A comprehensive approach would ultimately move beyond taxation and open up an entirely new area: direct wealth ownership benefiting the public rather than elites. Dramatizing the principle that alternative uses of wealth are both politically and economically feasible would involve two basic elements:

First, we should build up wealth-holding institutions that help solve social and economic problems both through local initiatives and through state and federal tax, loan, procurement technical assistance and other policies. A logical first step would be to expand upon the thirty-year trends that have already led to the creation of some 4,000-6,000 nonprofit corporations investing in neighborhood housing and businesses, and some 11,000 largely worker-owned firms, which stabilize and anchor jobs in communities across the nation. The latter are especially important as globalization continues to undermine local economies.

A second element in the effort to make wealth benefit the public directly would be to accelerate the use of public pension funds for local economic development–as states ranging from liberal California to conservative Alabama already do. (In some cases this may involve a political fight, as suggested by the recent ouster of Sean Harrigan, a union official, from the board of the California Public Employees Retirement System. The fact is, however, more than half the states already utilize some form of economically targeted investment strategy.) Beyond this are even more interesting possibilities for adaptation, like the Permanent Fund in Alaska, which owns and invests oil wealth on behalf of the public and provides each citizen of the state with dividends as a matter of right (almost $10,000 for a couple with three children in 2000).
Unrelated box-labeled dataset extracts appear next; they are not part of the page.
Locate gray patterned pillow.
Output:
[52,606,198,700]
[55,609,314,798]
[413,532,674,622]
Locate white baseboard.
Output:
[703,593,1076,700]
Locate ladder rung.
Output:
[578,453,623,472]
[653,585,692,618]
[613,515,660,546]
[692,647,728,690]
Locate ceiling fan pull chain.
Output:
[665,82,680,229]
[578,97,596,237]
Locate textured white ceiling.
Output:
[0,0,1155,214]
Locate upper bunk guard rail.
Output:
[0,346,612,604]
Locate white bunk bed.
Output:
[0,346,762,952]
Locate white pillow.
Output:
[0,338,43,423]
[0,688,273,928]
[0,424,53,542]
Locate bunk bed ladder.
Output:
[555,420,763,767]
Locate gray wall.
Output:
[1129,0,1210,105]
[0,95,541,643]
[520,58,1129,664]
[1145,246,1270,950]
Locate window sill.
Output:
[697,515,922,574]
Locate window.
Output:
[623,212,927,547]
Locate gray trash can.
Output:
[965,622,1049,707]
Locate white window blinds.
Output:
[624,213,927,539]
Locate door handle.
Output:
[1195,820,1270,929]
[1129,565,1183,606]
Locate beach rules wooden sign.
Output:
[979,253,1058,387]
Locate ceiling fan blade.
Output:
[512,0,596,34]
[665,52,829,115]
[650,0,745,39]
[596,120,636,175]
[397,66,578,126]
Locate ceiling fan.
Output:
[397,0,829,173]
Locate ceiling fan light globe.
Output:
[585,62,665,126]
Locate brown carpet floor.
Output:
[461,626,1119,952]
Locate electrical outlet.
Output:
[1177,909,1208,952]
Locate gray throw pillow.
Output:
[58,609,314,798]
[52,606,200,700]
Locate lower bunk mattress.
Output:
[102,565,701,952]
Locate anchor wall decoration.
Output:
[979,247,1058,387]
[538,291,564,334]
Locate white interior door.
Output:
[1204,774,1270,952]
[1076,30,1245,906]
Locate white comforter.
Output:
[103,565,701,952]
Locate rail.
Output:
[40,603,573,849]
In all of this, one other thing is required: Progressives need to grasp fully, and then communicate, the morally outrageous nature of what is happening in the wealthiest nation in the history of the world. The typical American full-time worker earned just $35,906 in 2003. The total income of the typical family (including spouse, etc.) came to just under $53,000. Try raising a family or think about sending your kids to college on that–and remember that roughly half of all families are below this figure. Meanwhile, to take just three examples: Richard Fuld Jr., chief executive of Lehman Brothers Holdings, made $67.7 million in 2003; George David of United Technologies made $70.5 million; and Reuben Mark of Colgate-Palmolive made $148 million. Something is powerfully amiss in this disparity and it is getting worse–something progressives have not yet found a way to fully dramatize.
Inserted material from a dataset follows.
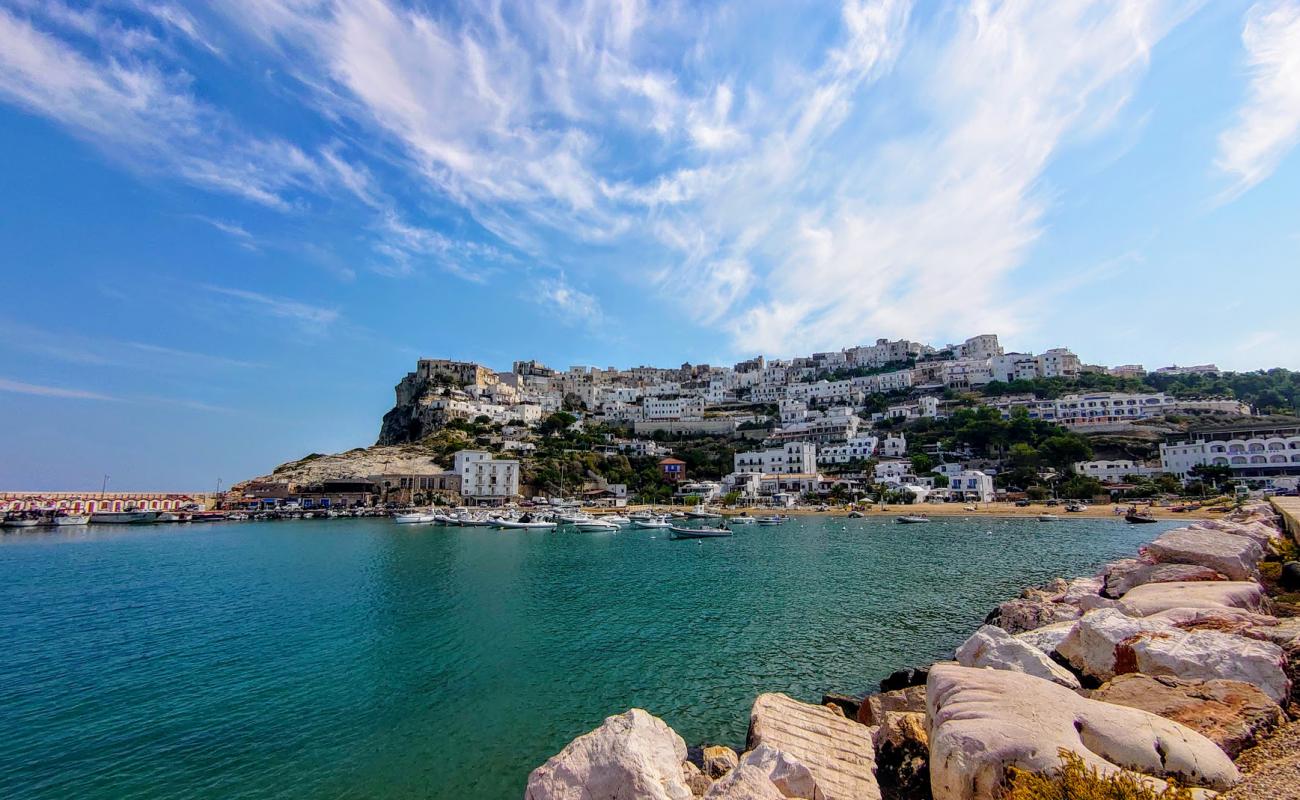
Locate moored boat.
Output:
[90,511,161,526]
[668,526,733,539]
Pollster Stan Greenberg and others have suggested that John Kerry’s failure to put forward a compelling economic vision was one of the most important reasons he lost the presidency, especially in states like Ohio. There are increasing signs that Republican politicians are by no means as united as the November election results seemed to suggest. Many, facing their own constituents in a nonpresidential year, are unlikely to go along with, or continue to defend, the ever-growing Bush deficits. The time is ripe for an all-out effort to demand change–and to force the other side to attempt to defend what is in fact indefensible.